Red is often associated with passion, love, and danger, and it is also the color of one of the most precious gemstones in the world: rubies. So what makes rubies so red? And why are they sometimes referred to as “pomegranates”? Let’s find out.
Before we find out, some background on Rubies
For starters, rubies are one of the hardest gemstones, which makes them durable and perfect for everyday wear. They are also scratch resistant, so you don’t have to worry about them getting damaged easily.
Ruby is the birthstone for July and the gem for the 15th and 40th anniversaries. Mogok, a town in northern Myanmar, is famous worldwide for its rubies. Burmese rubies are distinguished by their pure red color and translucent appearance. In Sanskrit, ruby is ratnaraj, which means “the king of gems”. In Thailand, the ruby is called tabtim, which means pomegranate, because the gem’s red color resembles the colored flesh of a pomegranate.

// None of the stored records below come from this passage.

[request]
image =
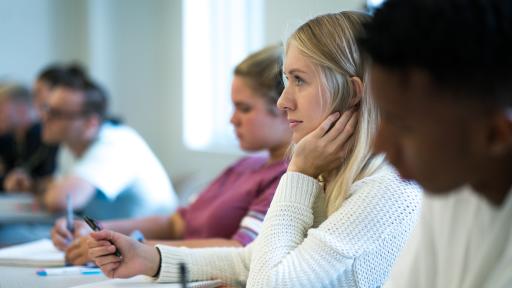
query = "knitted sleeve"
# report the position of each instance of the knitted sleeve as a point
(231, 265)
(354, 247)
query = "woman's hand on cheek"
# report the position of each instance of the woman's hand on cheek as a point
(323, 150)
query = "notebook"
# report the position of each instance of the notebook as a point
(40, 253)
(147, 282)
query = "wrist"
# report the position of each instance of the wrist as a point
(156, 263)
(301, 170)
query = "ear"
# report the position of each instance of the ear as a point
(358, 85)
(501, 132)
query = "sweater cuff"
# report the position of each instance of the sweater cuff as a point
(297, 188)
(170, 257)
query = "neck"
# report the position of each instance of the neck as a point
(79, 147)
(278, 152)
(497, 181)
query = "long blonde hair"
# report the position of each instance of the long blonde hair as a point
(329, 41)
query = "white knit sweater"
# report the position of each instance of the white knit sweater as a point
(300, 247)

In terms of color, rubies can vary from light pink to dark red. The most valuable rubies are the ones that are typically the darkest red. The ruby’s deep red color is often called Pigeon’s Blood. Rubies with this color are scarce and considered the most valuable.
Chemical composition of rubies, and what makes them red.
Rubies typically have a higher refractive index than other gemstones, meaning they have more incredible sparkle and fire. It is determined by the ruby’s chemical composition and crystal structure.
Ruby is a variety of the mineral corundum or aluminum oxide. In its purest form, the mineral corundum is colorless. Some trace elements in rubies include iron, titanium, magnesium, and calcium. But none of them is responsible for the intense red color in rubies!
So which is the trace element that makes rubies red? Aluminum and oxygen form the base of all rubies, and it’s the presence of chromium that give rubies their color! It ranges from an orangey red to a purplish tone. Some rubies are redder than others because they have a higher chromium content. The more chromium, the more intense the red color. The chemical makeup of a typical ruby is Al2O3•Cr.
Ruby is one of the most popular gemstones for jewelry.
Ruby is the second hardest gemstone after diamond. It is an excellent gemstone for all types of jewelry due to its durability, higher refractive index, and availability in many colors – from traditional red to pink, orange, and even blue.